L'académie de Corse engage une réflexion collective sur les violences faites aux femmes dans notre société
Le lundi 25 novembre, à l’occasion de la journée internationale pour l’élimination de la violence à l’égard des femmes, un texte était lu à 9h dans chaque classe de tous les collèges et lycées de l’académie de Corse.

Pour cette occasion, la rectrice Julie Benetti, accompagnée de la préfète Josiane Chevalier, est allée à 9h au lycée professionnel du Finosello (Ajaccio).

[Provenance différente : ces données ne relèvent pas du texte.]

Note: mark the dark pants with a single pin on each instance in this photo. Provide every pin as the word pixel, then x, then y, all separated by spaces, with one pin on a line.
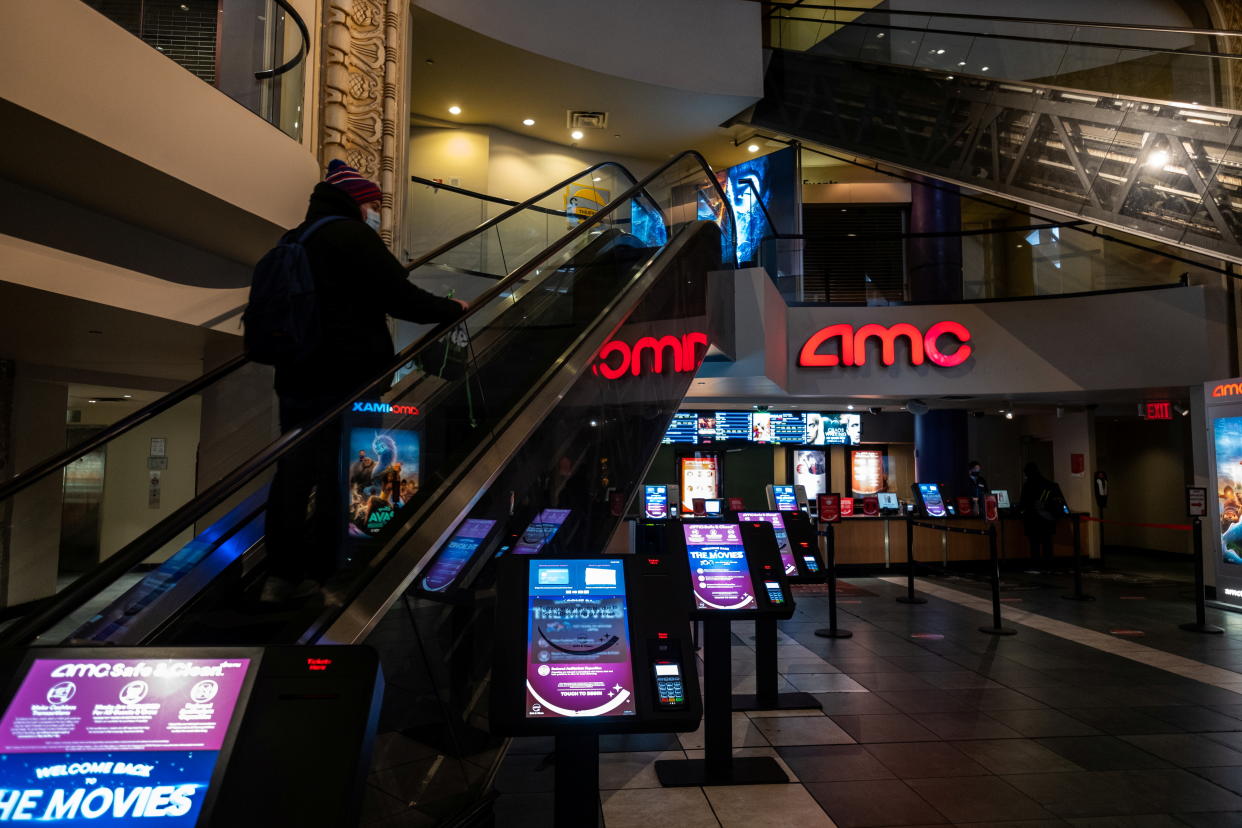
pixel 303 534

Le texte choisi est tiré de l’extrait « Chère Ijeawele », publié en 2017 de Chimamanda Ngozi Adichie. Il rappelle le primat de l’éducation dans la promotion de l’égalité et l’émancipation des jeunes filles de toutes les représentations et assignations attachées à leur sexe. Ce texte a été étudié dans chaque classe pour engager une réflexion collective sur les violences faites aux femmes dans notre société.

Cette action pédagogique, propre à l’académie de Corse, a été conduite en partenariat étroit avec la Délégation régionale aux droits des femmes et à l’égalité.

"La question de la violence faite aux femmes vous semble-t-elle d'actualité en France aujourd'hui ? En quoi l'éducation permet-elle de combattre cette violence? Que changeriez-vous à la situation des femmes dans la société?", ce sont autant de sujets de discussion qui ont pu être débattu dans les établissements scolaires de l'académie en ce jour symbolique du 25 novembre.

Le texte « Chère Ijeawele, ou un manifeste pour une éducation féministe » (2017) de Chimamanda Ngozi Adichie

"Apprends-lui à ne pas se soucier de plaire. Elle n'a pas à se rendre aimable mais à être pleinement elle-même, une personne sincère et consciente que les autres sont humains autant qu'elle. Souviens-toi, je t'ai raconté à quel point cela me contrariait que notre amie Chioma me dise régulièrement que telle ou telle chose que j'avais l'intention de dire ou de faire n'allait pas "plaire" aux gens. J'ai toujours ressenti de sa part une pression silencieuse pour me changer, afin de correspondre à un certain moule qui serait au goût d'une vague entité nommée "les gens". Cela me contrarirait parce que nous voudrions que nos proches nous encouragent à être vraiment nous-mêmes, sans tricher.

Ne fais jamais peser, je t'en prie, ce genre de pression sur ta fille. Nous apprenons aux filles à être aimables, gentilles, hypocrites. Et nous n'apprenons pas la même chose aux garçons. C'est dangereux. Tant de prédateurs sexuels en ont tiré parti. Nombre de filles gardent le silence alors qu'on abuse d'elles parce qu'elles veulent se montrer gentilles. Nombre de filles perdent leur temps à essayer d'être "gentilles" avec des gens qui leur font du mal. Nombre de filles pensent aux "sentiments" de ceux qui sont en train de les blesser. C'est la conséquence catastrophique du souci de plaire. Nous vivons dans un monde rempli de femmes incapables de respirer librement parce qu'on les a conditionnées depuis si longtemps à se contorsionner pour s'efforcer de se rendre aimables."